It's The Thing, but you play as The Thing, in a deeply narrative-game experience shaped by tarot cards.
This is a phenomenal premise, but how you feel about the game specifically may have a lot to do with how you feel about its engine.
If you're familiar with The Quiet Year, that's the engine being used here, just with the slightly more flavorful/inaccessible tarot cards vs a standard english playing card deck.
If you're not familiar with The Quiet Year, get ready for for an experience where you all have to commit to creating dangers and hazards when it's your turn to talk, or else all the narrative tension just bleeds right out of the setting. Quiet Year is a cool game, and an awesome design, but moreso than maybe any other game engine I've seen, it has nothing to keep the players from just declaring that everything goes smoothly and they win.

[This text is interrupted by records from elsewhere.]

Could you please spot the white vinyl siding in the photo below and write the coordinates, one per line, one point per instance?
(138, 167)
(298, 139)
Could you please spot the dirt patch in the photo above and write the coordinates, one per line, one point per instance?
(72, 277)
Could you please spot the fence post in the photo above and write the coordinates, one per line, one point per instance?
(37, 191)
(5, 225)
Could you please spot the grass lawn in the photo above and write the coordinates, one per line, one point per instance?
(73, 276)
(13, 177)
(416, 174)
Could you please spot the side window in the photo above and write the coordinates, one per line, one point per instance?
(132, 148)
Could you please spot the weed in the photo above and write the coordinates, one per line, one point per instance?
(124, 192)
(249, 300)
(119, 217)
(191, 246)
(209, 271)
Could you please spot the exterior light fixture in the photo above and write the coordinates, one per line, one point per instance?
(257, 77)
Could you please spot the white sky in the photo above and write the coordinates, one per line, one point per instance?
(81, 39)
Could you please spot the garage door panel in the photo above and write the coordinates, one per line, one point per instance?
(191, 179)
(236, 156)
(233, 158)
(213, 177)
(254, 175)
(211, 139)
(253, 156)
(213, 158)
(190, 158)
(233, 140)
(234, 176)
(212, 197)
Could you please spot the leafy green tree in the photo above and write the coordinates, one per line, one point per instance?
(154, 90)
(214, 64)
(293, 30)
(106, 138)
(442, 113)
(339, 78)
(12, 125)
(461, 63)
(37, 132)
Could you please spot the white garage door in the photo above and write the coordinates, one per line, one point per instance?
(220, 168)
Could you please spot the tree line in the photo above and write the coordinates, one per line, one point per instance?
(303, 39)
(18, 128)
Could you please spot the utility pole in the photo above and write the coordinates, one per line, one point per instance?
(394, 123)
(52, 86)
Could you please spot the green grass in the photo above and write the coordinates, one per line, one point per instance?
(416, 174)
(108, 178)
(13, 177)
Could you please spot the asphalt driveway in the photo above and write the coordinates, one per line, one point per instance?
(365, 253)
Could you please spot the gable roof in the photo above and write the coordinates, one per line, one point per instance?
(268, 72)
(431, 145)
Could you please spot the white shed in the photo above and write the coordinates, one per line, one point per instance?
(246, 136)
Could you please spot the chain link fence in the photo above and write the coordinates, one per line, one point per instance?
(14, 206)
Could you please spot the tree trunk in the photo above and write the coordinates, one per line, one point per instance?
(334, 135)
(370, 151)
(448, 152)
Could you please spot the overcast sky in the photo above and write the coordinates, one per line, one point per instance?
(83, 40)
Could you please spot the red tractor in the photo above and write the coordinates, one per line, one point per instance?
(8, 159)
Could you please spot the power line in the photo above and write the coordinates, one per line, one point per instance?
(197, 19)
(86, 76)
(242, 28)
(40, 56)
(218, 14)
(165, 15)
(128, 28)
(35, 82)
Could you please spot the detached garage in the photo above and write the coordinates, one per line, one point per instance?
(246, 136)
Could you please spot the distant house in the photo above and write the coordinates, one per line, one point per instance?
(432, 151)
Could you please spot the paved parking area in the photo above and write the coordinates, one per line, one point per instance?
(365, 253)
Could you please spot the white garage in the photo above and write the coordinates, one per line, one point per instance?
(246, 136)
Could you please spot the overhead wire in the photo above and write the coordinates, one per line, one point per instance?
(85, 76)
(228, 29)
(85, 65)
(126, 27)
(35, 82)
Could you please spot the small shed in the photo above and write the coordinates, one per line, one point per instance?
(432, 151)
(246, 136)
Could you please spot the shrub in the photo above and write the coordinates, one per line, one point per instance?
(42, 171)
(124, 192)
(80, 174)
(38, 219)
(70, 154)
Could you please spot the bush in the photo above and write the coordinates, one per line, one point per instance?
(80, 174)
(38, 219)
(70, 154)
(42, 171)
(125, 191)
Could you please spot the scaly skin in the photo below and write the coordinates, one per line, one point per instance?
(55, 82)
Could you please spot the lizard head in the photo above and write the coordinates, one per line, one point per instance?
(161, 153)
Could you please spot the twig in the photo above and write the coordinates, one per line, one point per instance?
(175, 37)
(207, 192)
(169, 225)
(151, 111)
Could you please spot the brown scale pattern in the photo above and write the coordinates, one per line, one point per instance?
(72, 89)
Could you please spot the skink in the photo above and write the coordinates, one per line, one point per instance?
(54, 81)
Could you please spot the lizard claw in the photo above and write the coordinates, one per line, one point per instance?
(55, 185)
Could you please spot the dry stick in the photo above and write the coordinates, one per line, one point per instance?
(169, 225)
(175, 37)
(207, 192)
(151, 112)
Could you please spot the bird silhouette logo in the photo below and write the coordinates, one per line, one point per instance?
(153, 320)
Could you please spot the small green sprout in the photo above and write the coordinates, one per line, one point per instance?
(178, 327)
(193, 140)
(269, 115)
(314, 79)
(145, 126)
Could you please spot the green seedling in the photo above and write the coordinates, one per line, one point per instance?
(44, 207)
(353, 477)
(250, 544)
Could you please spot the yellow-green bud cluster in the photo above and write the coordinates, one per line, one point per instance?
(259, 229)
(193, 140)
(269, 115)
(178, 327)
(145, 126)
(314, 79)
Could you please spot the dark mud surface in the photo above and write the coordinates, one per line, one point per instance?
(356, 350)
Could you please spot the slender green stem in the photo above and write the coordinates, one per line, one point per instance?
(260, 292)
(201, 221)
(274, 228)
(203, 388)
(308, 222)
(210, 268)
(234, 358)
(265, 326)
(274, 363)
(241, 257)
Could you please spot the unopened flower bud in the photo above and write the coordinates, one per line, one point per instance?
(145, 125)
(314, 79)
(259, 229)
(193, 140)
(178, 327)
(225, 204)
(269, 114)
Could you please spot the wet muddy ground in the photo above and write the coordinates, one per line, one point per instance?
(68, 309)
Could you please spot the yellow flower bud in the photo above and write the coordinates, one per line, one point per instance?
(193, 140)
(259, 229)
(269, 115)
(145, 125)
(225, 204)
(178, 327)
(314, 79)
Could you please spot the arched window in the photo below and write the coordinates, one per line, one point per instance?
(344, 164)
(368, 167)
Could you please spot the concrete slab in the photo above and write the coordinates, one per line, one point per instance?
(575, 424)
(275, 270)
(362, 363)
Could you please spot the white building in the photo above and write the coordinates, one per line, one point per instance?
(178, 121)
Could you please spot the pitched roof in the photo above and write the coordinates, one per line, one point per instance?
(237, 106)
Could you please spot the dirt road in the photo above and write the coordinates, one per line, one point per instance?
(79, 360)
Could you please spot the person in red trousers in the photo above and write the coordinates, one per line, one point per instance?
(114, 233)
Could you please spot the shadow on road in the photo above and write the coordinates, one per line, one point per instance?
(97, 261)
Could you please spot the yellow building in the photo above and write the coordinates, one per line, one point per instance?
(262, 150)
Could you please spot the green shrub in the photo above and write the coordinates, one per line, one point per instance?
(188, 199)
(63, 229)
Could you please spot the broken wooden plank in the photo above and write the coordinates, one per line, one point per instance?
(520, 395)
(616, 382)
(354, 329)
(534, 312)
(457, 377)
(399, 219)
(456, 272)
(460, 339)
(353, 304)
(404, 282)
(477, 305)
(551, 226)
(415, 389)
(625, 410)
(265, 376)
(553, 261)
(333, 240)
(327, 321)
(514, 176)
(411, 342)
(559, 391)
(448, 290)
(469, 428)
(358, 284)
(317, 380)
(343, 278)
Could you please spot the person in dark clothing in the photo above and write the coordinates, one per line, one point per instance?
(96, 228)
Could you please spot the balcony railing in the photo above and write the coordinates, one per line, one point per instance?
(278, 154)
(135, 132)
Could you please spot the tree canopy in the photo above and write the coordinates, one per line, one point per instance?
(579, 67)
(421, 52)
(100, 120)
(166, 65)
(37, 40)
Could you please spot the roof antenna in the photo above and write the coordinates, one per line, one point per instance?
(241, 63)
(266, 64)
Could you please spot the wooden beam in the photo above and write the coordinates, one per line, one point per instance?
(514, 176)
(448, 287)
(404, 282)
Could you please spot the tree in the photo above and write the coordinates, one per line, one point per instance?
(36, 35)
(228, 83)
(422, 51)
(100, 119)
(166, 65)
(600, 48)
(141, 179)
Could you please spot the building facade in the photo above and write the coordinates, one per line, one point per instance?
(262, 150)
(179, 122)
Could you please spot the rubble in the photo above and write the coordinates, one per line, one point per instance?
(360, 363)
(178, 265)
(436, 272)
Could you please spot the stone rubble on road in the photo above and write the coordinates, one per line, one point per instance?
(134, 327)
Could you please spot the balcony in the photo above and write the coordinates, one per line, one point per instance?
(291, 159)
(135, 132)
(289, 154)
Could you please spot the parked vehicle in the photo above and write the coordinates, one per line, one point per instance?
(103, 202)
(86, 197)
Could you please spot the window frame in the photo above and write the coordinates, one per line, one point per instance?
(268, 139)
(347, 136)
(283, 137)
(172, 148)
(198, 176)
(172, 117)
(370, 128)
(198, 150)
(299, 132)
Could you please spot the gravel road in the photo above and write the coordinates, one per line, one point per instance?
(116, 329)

To put it another way, Quiet Year is a GMless game, but it's one where each player should periodically treat themselves as the GM and attack the setting.
That holds true here too.
For example, if you're using Anomaly: Containment Breach to play Aliens, you want the marines to deploy sentry guns and find the exosuit just as much as you want the xenomorphs to send out hunters and pursue the survivors onto the Sulaco. Way more than in Quiet Year, you want your setting to get completely out of control.
You may also want to have a semi-fleshed premise before you start playing. The book tosses you some really big picture options (a magical school, a laboratory, a corporation, etc,) but if you narrow in on a specific creature before you do anything else (ex. a slime mold in a bathtub that grows whenever it's exposed to any kind of energy, such as light, heat, or kinetic) it becomes really easy to just riff off of that monster and establish the rest of the setting from there.
The game's tarot card deck serves as its prompts list, and the prompts are solid, so once you do get into the groove the game should move quickly.
I think I'd recommend this to anyone that likes monster movies or scifi thrillers, provided they're also open to trying an almost purely storytelling game.
Folks who need crunch, or who don't feel comfortable having a lot of power over a setting, may want to try a game like Geiger Counter first and then give this a shot.
Overall, I think A:CB has the potential to be a very flavorful one-shot---or the inciting incident for a campaign setting. If that sounds interesting to you, I would strongly encourage you to check it out.